1. A method for image calibration of a multi-slice X-ray detector, comprising the steps of:

s1, acquiring a gain correction image, and generating a gain correction table according to the gain correction image, wherein the gain correction image is an air map acquired by the X-ray detector with the multilayer flat plate structure under the condition that X-rays are turned on;

s2, acquiring a multi-energy image of the object to be measured, wherein the multi-energy image is an image respectively obtained by X rays with different energies generated after the X rays pass through the object to be measured and the X ray detector with the multi-layer flat plate structure;

s3, performing multi-point gain correction on the multi-energy image according to the gain correction table to obtain a multi-energy corrected image;

and S4, registering the multi-energy correction images to enable the images of the object to be measured in the multi-energy correction images to be overlapped.

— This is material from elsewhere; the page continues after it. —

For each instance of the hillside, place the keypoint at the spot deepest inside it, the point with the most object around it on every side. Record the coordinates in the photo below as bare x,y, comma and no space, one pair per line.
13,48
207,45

2. The multi-layered X-ray detector image calibration method according to claim 1, wherein the S1 is specifically:

determining a first dose of X-rays which enable the gray value of an image obtained by X-rays with certain energy in the multi-energy image to be located in a first preset interval or a second preset interval;

and shooting an aerial image by using the X-ray of the first dose, acquiring a first image obtained by the X-ray of a certain energy in a plurality of multi-energy images, and carrying out weighted average on the plurality of first images to obtain a first gain correction table corresponding to a first preset interval and a second gain correction table corresponding to a second preset interval.

3. The multi-layered X-ray detector image calibration method according to claim 1, wherein the image obtained by X-rays of each energy in S1 corresponds to at least two gain correction tables with different gray scale values;

the S3 specifically includes:

according to the gain correction table, performing multi-point gain correction on the multi-energy image to obtain a multi-energy corrected image, wherein the gain correction on each point in the multi-energy image specifically comprises the following steps:

calculating a gain coefficient:

wherein m is the mean value of the gray values of the gain correction table, m₊Mean value of gain correction table, m, representing higher gray value_-A mean value of the gain correction table indicating that the gradation value is low; s is the gray value of a pixel point on the multi-energy image, and (u, v) represents a pixel point on the multi-energy correction image; judging whether the S is positioned between the two gain correction tables, if so, judging the S_{_}＝gain_l_{_}(x,y)，S₊＝gain_l₊(x, y) wherein, gain _ l₊A gain correction table representing a higher gray value, a gain _ l-gain correction table representing a lower gray value, and (x, y) representing a pixel point on the multi-energy image;

and multiplying each pixel point in the multi-energy image by the corresponding gain coefficient to obtain the multi-energy correction image.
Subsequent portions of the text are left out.